As Santee swept the light across that control board Dard saw an object lying on the table. He picked up his find just as the big man started up the stairs to the outer and fresher air.
What he held was four sheets of a crystalline substance, fastened together at the upper left-hand corner. Running through each sheet, as if they had been embedded when the stuff was made, were lines of shaded colors in combinations not unlike those he had seen about the city door. Instruction book? Orders? Did Those Others express their thoughts in color patterns? He thrust the find into his safest pocket, determined to compare it with the microfilm of the doorway.
The next morning they followed Santee’s plan. The pilot, handicapped by a stiff shoulder, went in the sled along with Cully who was able to take the controls. Their supplies pared to the minimum were shared between the sled and two packs for Dard and Santee.
When the sled took off, due south, it cruised just above tree-top level. It would fly at lowest speed on that same course until noon when its crew would camp, waiting for the two on foot to join them.
Dard shouldered his pack, setting it into place with a wriggle, and picked up their compass. Santee followed with pack and rifle, and they went forward at a ground-eating pace Dard had learned in the woods of Terra, as the sled vanished over the rise.
For the most part they found the going through this rolling country easy. There were no wooded stretches to form impassable barriers, and they soon struck an old road running in the right direction to provide footing good enough to allow a faster pace. Insects spun out of the tall grass to blunder past them and hoppers spied them constantly.

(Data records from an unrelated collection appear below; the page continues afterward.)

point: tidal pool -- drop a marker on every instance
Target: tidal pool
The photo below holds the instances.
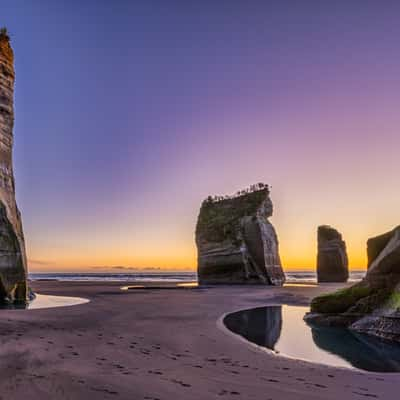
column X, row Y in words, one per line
column 282, row 330
column 46, row 301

Shortly before noon the road made a sharp curve west toward the distant sea, and the Terrans had to strike away across fields again. They had the good luck to stumble on a farm where not only one but two of the golden apple trees bent under the weight of ripe fruit. Pushing through the mob of semidrunk birds, insects, and hoppers, including a new and larger variety of the latter, they secured fruit which was not only food but drink, filling an improvised bag for the sake of the sled riders.
Santee bit into the fragrant pulp with a sigh of pleasure.
“D’yuh know—I wonder a lot-where did all the people go? They had a bad war—sure. But there must have been some survivors. Everybody couldn’t have been killed!”
“What if they used gas, or a germ-certain kinds of infective radiation?” questioned Dard. “There are no traces of any survivors, in the city ruins, around farms.”